Tout cela se cristallise dans un final qui ne cherche pas l’explosion mais la densité. Lorsque Meursault accepte l’indifférence du monde et affronte l’horizon sans victimisation, Ozon ne le glorifie pas, ne le condamne pas : il le soutient. Là réside sa thèse, si thèse il y a : la liberté peut consister à refuser d’orner la vie avec des récits consolateurs. L’absurde chez Camus — ni nihilisme ni foi — devient, filmé par Ozon, une éthique du regard : voir les choses telles qu’elles sont, sans métaphore, sans consolation, sans ornement, et continuer. Ce n’est pas un programme pour tous ; c’est une provocation nette dans une époque accro aux récits rédempteurs.
Et pourtant, au milieu de cette austérité, subsiste une fente d’espoir. Ozon ne nous enferme pas dans la cellule avec Meursault comme s’il n’y avait aucune issue ; il rappelle que même dans l’acceptation de l’absurde bat une forme de liberté que nul ne peut nous arracher. Cette dignité farouche que Camus a transformée en pensée — et qui ici devient image — nous parle aujourd’hui comme un murmure nécessaire : nous pouvons avancer même lorsque la vie n’offre aucun sens ; nous pouvons trouver de la beauté même dans la clarté brûlante d’un midi sans ombre. L’espoir ne réside pas dans un miracle extérieur, mais dans la certitude que regarder la réalité en face est déjà une manière de résister.

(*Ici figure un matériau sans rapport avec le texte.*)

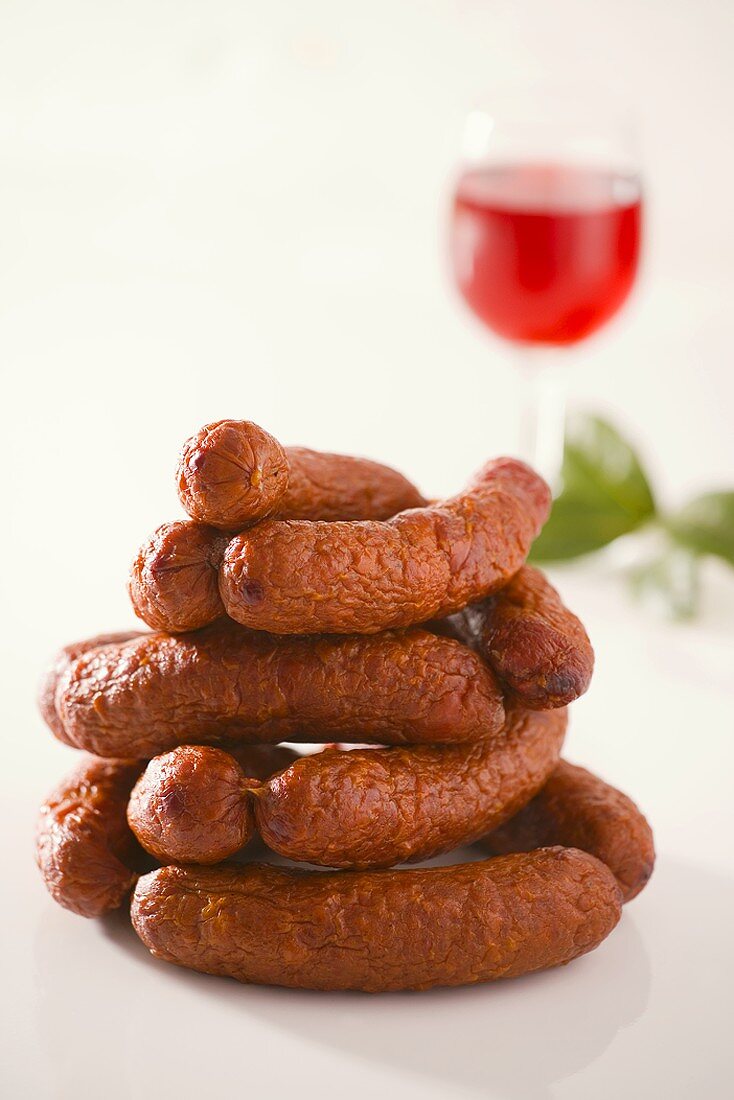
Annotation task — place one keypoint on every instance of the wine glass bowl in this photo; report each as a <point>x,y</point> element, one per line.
<point>546,230</point>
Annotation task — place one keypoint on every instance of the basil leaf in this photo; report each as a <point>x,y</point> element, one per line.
<point>604,493</point>
<point>705,525</point>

C’est peut-être pour cela que L’Étranger émeut d’une manière étrange : non parce qu’il promet la rédemption, mais parce qu’il nous apprend que le simple fait d’exister, d’accepter l’intempérie, d’habiter le monde tel qu’il est, constitue déjà un acte de rébellion lumineuse. Dans ce geste, Ozon nous offre non seulement une adaptation magistrale, mais un rappel que, même dans le silence le plus aride, il existe un écho de vie digne d’être entendu.